While the band was taking a recording hiatus, it continued to play together despite some changes in membership (Among others, original guitarist Luke Jacobs had moved to Austin to be with fiddle-playing, fiery singer-songwriter Carrie Rodriguez with whom Kyle had also recorded and performed). It was losing its original identity and Ben Kyle was afraid it might begin to sound like a cover band of the old Romantica. He felt that if the band had any chance of success in continuing as an entity, first they “needed to dissolve.” “It needed a new life for the people who are now making up the band,” says the frontman. It needed a “resurrection.”

 

Still, Kyle felt the album was not going to organically evolve while surrounded by the same day to day individual and familial pressures.  So in 2015 he sequestered the entire Romantica community for close to two weeks in Shepherd’s Hill Farm located in the wilds of Southwestern Minnesota.
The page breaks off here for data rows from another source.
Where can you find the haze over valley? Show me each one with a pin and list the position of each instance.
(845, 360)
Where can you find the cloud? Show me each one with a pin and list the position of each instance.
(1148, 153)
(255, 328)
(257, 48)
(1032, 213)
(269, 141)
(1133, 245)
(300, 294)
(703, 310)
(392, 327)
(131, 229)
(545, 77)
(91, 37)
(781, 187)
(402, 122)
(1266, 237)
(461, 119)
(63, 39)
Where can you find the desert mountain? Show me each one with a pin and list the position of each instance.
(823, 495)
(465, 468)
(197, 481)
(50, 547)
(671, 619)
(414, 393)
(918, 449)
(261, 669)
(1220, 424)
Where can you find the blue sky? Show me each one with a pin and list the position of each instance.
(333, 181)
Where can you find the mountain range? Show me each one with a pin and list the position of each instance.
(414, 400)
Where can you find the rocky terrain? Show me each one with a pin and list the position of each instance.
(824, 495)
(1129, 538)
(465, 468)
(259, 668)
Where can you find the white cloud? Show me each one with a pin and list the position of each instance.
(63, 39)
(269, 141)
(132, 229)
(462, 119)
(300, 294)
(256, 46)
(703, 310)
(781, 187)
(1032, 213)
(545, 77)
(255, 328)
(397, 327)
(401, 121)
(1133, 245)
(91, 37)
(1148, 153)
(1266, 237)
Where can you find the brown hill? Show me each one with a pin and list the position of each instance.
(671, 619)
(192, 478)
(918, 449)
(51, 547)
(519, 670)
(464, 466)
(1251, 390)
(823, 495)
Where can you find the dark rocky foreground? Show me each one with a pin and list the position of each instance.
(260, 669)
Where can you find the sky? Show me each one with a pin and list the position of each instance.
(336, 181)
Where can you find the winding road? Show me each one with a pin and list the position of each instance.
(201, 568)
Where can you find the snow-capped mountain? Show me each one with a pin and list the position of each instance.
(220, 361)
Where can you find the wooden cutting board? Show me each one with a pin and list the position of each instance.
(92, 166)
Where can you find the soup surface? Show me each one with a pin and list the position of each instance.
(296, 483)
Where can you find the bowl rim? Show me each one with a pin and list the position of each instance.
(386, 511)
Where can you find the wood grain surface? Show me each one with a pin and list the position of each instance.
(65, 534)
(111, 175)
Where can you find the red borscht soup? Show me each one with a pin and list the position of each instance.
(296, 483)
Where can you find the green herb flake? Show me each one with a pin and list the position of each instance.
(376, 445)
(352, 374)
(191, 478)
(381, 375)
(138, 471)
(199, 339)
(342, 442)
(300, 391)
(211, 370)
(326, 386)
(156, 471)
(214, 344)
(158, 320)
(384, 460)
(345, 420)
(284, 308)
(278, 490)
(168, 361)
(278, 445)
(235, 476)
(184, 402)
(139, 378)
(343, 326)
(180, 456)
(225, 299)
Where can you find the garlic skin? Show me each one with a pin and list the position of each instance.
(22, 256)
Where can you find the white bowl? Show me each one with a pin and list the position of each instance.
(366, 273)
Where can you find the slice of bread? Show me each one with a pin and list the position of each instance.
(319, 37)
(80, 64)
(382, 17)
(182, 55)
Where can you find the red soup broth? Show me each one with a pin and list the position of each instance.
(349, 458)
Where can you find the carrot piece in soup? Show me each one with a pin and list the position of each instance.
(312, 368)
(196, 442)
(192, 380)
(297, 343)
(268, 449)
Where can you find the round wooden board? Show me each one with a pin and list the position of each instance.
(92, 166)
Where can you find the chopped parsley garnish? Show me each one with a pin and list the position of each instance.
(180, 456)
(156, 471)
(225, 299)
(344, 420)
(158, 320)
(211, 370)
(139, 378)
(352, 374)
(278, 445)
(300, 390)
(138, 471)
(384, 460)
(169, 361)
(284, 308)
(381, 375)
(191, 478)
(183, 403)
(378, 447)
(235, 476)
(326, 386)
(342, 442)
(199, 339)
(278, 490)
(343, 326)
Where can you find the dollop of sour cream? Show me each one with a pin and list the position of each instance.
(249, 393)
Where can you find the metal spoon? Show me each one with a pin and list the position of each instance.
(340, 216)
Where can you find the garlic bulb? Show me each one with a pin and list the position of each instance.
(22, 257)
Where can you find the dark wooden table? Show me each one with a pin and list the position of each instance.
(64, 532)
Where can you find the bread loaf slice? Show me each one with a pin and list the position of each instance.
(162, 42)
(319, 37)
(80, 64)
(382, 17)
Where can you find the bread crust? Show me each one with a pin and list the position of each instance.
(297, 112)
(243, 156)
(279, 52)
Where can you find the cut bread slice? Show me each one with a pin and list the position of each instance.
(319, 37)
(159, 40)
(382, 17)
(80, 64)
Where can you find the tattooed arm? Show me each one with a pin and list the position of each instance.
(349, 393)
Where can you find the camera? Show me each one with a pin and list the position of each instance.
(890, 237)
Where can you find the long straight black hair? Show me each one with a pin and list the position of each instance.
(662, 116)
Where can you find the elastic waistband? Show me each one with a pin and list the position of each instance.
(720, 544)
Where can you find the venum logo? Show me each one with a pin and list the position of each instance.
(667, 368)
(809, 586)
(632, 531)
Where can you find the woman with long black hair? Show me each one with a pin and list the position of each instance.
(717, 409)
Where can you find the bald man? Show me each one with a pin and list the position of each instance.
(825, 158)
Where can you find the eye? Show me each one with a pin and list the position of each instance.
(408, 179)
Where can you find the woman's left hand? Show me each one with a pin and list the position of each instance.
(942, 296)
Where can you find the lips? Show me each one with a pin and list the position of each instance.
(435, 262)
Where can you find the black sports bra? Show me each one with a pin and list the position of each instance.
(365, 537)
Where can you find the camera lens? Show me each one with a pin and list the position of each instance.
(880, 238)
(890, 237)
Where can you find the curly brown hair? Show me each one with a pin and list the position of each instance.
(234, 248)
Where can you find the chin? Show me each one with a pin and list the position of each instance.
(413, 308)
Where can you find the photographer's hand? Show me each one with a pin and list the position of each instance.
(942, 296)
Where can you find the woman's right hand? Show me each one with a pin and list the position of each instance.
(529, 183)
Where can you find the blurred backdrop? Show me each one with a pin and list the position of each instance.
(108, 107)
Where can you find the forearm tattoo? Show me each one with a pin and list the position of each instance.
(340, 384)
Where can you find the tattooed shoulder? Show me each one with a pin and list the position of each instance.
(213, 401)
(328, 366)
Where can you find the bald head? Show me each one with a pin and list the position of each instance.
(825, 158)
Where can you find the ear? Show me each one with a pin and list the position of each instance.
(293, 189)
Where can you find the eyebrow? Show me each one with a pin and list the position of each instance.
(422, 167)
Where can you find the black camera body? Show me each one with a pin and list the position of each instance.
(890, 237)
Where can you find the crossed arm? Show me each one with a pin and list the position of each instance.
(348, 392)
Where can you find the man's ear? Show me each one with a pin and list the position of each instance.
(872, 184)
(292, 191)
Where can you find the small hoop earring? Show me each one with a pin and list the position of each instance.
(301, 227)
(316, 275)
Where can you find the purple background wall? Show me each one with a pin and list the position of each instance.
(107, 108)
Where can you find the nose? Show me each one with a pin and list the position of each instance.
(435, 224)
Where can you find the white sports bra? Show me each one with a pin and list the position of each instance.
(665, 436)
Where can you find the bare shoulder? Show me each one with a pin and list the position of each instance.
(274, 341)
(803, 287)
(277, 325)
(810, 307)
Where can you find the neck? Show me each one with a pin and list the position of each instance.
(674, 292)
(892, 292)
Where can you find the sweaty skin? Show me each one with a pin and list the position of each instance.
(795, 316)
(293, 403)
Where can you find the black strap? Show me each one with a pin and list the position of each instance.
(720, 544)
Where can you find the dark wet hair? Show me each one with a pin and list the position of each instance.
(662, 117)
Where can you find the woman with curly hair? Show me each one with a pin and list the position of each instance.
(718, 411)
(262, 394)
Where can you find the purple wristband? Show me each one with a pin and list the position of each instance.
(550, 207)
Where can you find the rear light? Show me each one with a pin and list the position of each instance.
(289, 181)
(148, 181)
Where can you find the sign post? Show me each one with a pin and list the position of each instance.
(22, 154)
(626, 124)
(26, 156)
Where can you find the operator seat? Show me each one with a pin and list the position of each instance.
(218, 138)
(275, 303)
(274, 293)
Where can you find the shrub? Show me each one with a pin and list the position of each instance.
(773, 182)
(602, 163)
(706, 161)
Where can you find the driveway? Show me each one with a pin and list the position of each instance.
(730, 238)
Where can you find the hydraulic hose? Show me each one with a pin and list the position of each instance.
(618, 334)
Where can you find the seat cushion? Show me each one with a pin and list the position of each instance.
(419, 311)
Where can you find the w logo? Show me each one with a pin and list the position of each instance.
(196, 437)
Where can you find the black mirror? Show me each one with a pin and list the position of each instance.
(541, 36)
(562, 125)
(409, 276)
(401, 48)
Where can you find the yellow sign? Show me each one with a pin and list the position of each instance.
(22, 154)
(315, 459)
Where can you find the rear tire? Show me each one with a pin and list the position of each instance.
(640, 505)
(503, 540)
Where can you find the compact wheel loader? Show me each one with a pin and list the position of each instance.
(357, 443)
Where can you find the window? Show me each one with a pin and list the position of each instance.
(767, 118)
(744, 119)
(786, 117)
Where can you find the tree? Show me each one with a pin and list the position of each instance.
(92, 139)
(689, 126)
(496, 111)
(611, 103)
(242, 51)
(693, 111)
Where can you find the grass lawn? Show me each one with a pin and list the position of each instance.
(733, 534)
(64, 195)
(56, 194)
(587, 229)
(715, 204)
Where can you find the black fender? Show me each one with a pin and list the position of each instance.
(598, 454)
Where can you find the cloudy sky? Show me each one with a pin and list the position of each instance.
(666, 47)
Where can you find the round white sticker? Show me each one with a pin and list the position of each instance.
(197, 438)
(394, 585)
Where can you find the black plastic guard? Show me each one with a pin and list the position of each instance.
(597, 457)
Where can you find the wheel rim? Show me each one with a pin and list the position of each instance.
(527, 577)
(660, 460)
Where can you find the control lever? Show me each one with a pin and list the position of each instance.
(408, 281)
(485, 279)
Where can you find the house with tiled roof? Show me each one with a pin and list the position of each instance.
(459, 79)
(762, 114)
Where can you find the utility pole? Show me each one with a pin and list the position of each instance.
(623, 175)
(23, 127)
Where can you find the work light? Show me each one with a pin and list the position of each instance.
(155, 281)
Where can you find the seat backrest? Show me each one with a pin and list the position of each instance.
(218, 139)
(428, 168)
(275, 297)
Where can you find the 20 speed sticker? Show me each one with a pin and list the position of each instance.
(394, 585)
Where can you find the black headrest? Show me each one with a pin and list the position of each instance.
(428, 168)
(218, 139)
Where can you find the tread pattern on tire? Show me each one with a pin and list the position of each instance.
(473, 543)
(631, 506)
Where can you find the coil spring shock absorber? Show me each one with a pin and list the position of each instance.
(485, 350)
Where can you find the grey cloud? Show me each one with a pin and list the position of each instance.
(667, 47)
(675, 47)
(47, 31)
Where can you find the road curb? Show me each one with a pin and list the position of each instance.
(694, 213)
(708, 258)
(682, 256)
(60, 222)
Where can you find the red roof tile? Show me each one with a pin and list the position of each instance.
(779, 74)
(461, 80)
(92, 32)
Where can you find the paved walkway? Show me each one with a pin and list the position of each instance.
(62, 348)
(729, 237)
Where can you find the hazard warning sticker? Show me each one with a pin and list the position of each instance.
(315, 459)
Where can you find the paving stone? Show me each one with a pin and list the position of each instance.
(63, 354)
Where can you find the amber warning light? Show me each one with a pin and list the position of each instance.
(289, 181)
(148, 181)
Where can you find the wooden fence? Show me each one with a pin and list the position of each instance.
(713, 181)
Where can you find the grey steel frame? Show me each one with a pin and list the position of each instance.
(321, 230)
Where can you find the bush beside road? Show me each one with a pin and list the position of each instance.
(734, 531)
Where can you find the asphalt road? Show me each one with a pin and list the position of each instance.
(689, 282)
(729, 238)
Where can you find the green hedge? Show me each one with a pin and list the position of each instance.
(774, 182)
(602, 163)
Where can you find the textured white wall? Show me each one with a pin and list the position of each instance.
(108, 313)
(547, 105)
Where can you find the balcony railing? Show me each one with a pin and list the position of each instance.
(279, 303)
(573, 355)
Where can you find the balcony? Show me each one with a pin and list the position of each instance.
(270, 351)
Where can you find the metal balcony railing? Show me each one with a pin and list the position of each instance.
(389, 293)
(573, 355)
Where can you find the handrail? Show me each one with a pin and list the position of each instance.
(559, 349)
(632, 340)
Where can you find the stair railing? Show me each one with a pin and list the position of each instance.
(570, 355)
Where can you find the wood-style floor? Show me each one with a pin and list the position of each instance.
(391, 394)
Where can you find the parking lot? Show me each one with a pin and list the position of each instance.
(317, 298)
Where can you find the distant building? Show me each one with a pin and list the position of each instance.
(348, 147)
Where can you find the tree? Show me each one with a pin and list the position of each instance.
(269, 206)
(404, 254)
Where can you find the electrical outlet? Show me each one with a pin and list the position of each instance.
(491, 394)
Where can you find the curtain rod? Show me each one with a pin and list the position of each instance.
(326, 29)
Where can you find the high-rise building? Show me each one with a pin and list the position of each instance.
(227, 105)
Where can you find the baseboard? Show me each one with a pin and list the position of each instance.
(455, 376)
The barn recorded Shadowlands captured the spirit of the place. The ambiance, design, materials, construction and acoustics of the space, which the band and engineer Brad Bivens helped convert into a studio, lent its own je ne sais quoi, giving it vivid clarity and depth.


 

Romantica

photo by Nicole McCoy Photography

“I think it’s the first real band record we’ve made, in the sense that it was a pure collaboration, in a way that our earlier albums maybe weren’t,” Kyle asserts.  He knew that going away was the only way an album was coming together because it provided an opportunity to “channel energies.” “This time, I brought the songs in skeletal form,” Kyle recalled, “and we all put them together in the same time and space and played everything live.  We’d wake up in the morning in the little farmhouse where we were staying, and we’d make a plan for what songs we wanted to approach that day.

 

But the days and sessions weren’t always easy. By this time, the artist was already showing ominous symptoms of a mystery illness that was slowly wreaking havoc in his body. Productivity was already slowing before the trip, hours were shortening as he struggled with fatigue. The probability of completing the album was growing grim.

 

Kyle explains, “I was aware that this could be my last song, or this could be my last project. I knew that I was losing strength and energy…didn’t have a lot of passion or inspiration, it was more of a struggle to move forward.”